Lance, who is in a more serious condition than his wife and endured more extensive third-degree burns, is intermittently conscious, but able to breathe only a few breaths without the assistance of a ventilator. He still has a fever, but doctors believe that is the result of burns themselves, not infection. Lance was able to have his face dressings removed, revealing a portrait his mother called “beautiful.” He is responsive to simple questions by slow blinks, though he cannot yet focus his vision. Carla has been taken off a ventilator and is breathing on her own, though her lungs are still sensitive because she suffers from asthma. Carla, a comics buff, has also been smiling, and already envisioning her hospital release, which she hopes will be in time for the upcoming Star Trek flick.

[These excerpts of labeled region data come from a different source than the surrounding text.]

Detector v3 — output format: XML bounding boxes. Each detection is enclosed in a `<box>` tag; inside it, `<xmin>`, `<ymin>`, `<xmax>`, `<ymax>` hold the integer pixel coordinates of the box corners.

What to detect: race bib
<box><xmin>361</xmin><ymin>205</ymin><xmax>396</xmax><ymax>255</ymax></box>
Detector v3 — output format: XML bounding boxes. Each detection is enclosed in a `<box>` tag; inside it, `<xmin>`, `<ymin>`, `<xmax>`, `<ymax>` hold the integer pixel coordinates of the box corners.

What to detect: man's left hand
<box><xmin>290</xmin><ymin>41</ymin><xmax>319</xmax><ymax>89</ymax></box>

The Hoffmans are expected to fully recover, but rehabilitation and hospital time is costly- and that’s not even mentioning that the couple lost the home in which they were living. A relief fund established at the Santa Barbara Bank & Trust has been established, and multiple fundraisers have been held to aid the couple in reducing their growing expenses. The Arlington Theatre will host a screening of Star Trek II: The Wrath of Khan as a benefit for the couple on Monday, December 15, at 7 p.m. Tickets for the movie cost $15 and include a raffle drawing, while a set number of $25 tickets will additionally include a 5:45 p.m. reception, with all of the proceeds going toward the Hoffman Fund.
Westmont College-a community that has also suffered greatly as a result of the fire-has also responded. Hundreds of students, faculty, staff, and neighbors gathered Monday for an emotional chapel service of “Hope and Renewal.” They honored firefighters for their work and gave thanks that no lives were lost in the fire. Classes were set to resume Monday after having been cancelled since the day following the fire. The fire, which began near the campus, destroyed eight campus buildings and 15 faculty homes. A total of 62 students, in addition to several staff members and a retired professor, lost their residences in the fire.
As of press deadline, there still had been no charges filed against the 10 implicated by Sheriff Bill Brown with starting the fire. Nine of the group have been identified as students of Santa Barbara City College, although their names won’t be released by authorities until charges are filed.
According to officials, a group of 18- to 22-year-olds had a bonfire sometime late in the night of November 12 or early morning of November 13 and thought they had extinguished the flames. More than 12 hours later, stiff Sundowner winds kicked up embers that remained from the bonfire, and lit nearby brush on fire. The fire went on to destroy 230 homes in Montecito and Santa Barbara.
The city has issued 95 demolition permits, and staff will be presenting its proposed rebuilding plan process to the single-family design board Monday. The county thus far contacted 65 of the 80 property owners who lost homes, and has issued 81 demolition permits for 44 parcels. A demolition permit is needed for each building. No other permits have yet been issued by the county, according to spokesperson William Boyer, who said the county continues to have daily internal meetings to speed the rebuilding process. “We continue to look for whatever we can do to help.”